Auf dem Boulevard Saint-Michel, zu dem Haussmann in der Mitte des 19. Jahrhunderts die alte, gewundene Rue de la Harpe als Nord-Süd-Achse begradigt und ausgebaut hat, bietet sich zwar die herrliche Sinfonie in Grau dar, die der Stadtpräfekt Napoleons III. mit seinen prachtvollen Häusern in Blockbebauung schuf. Aber was sehe ich? Viel Leerstand und überraschend wenig Menschen.

Auf der Höhe des Jardin du Luxembourg biege ich nach rechts und richte mich darauf ein, dass ich, wie sonst immer, zehn, fünfzehn Minuten vor meinem Stammcafé Le Rostand auf und ab gehen muss, bevor ich einen der begehrten Plätze auf der Terrasse ergattern kann. Aber weit gefehlt. Da ist viel frei und die Kellner, die früher immer taten, als würden sie einen nicht sehen, stürzen sich förmlich auf mich. Wie kann das sein?

„Aber ja, Monsieur“, erklären sie mir die neuen Verhältnisse, „die Ökos haben uns auch hier das Geschäft versaut mit ihrer Autofeindlichkeit und ihren Fahrradspuren. Die Leute kaufen in der Banlieue ein und gehen danach dort einen Kaffee trinken. Oder sie hocken zu Hause und bestellen gleich bei Amazon.“ Und in der Tat: Auf dieser Geschäfts- und Flaniermeile spielt sich kaum noch Pariser Leben ab.

Zwar gibt es erfreulicherweise noch die Buch- und Schreibwarenhandlung Gibert Jeune, aber sie ist die einzige, die noch ausharrt. Cafés haben zugemacht. Später werde ich im 8. Bezirk entdecken, dass auch die Papeterie „L’Armorial“ ihren wunderbar altmodischen Laden aufgeben musste.

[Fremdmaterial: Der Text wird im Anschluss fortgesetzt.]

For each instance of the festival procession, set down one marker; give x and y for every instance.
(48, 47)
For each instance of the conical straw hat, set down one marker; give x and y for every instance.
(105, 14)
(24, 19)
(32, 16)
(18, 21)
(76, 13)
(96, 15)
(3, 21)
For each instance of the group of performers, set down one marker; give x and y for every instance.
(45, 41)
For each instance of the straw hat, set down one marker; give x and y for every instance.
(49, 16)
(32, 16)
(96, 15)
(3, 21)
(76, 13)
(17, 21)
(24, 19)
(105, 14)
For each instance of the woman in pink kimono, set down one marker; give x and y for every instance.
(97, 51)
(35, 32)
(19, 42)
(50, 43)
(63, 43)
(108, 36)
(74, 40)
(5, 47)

Wie gut, dass ich mich hier beim letzten Mal noch ordentlich eingedeckt habe mit Briefkarten. Aber wer verschickt die sonst noch?

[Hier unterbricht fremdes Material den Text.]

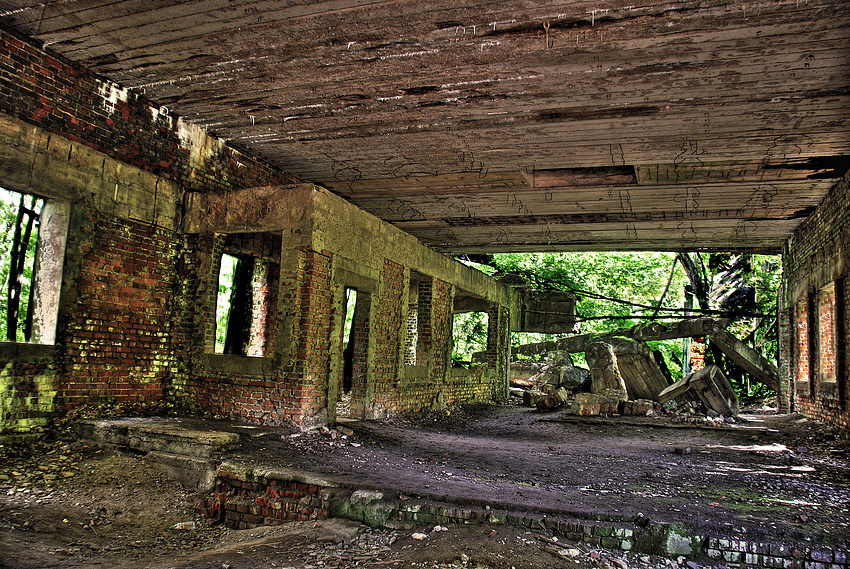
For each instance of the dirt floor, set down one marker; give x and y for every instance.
(64, 504)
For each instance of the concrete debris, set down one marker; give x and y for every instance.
(558, 398)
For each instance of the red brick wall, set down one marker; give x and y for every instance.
(28, 391)
(305, 382)
(62, 97)
(390, 330)
(826, 334)
(802, 340)
(815, 259)
(117, 340)
(117, 345)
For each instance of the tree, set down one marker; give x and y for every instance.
(620, 290)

Wo sind denn nun die Pariser? Sie, von denen wir gelernt haben, den öffentlichen Raum als kommunikative Bühne zu gestalten? Die es auf die Café-Terrassen zog, auf die breiten Boulevards. In die vielen Kinos, zu denen lange auch Pornokinos gehörten, die sich keineswegs versteckten, sondern wie das Rex am Boulevard de Bonne-Nouvelle ihre Neuheiten so groß plakatierten wie die Uraufführungskinos der Champs-Élysées. Sitzen sie alle stumpf und dumpf im Homeoffice wie wir introvertierten Deutschen?

So ganz dann doch nicht. Als ich vom Le Rostand in den Jardin du Luxembourg hinübergehe und auch als ich im Parc Monceau promeniere, werde ich eines Besseren belehrt. Da herrscht Gedränge wie auf dem Jahrmarkt! Mein Fazit also: Das öffentliche Leben spielt sich in Paris jetzt in den Grünanlagen ab. Und Modiano? Hat er recht mit seinem Paris als fremde Stadt? Wohl eher nicht. Also Tucholsky? Seine liebevolle Ode an den Parc Monceau beginnt so: „Hier ist es hübsch. Hier kann ich ruhig träumen.“

Träumen kann man hier nicht mehr, zu wuselig. Aber was er am Schluss des Gedichtes schreibt, das bleibt wahr und wird hoffentlich immer wahr bleiben: „Die Kinder lärmen auf den bunten Steinen./ Die Sonne scheint und glitzert auf ein Haus./ Ich sitze still und lasse mich bescheinen/ und ruh von meinem Vaterlande aus.“ Das ist es eben: Man ruht von seinem Vaterlande aus. Noch. Merci, Paris!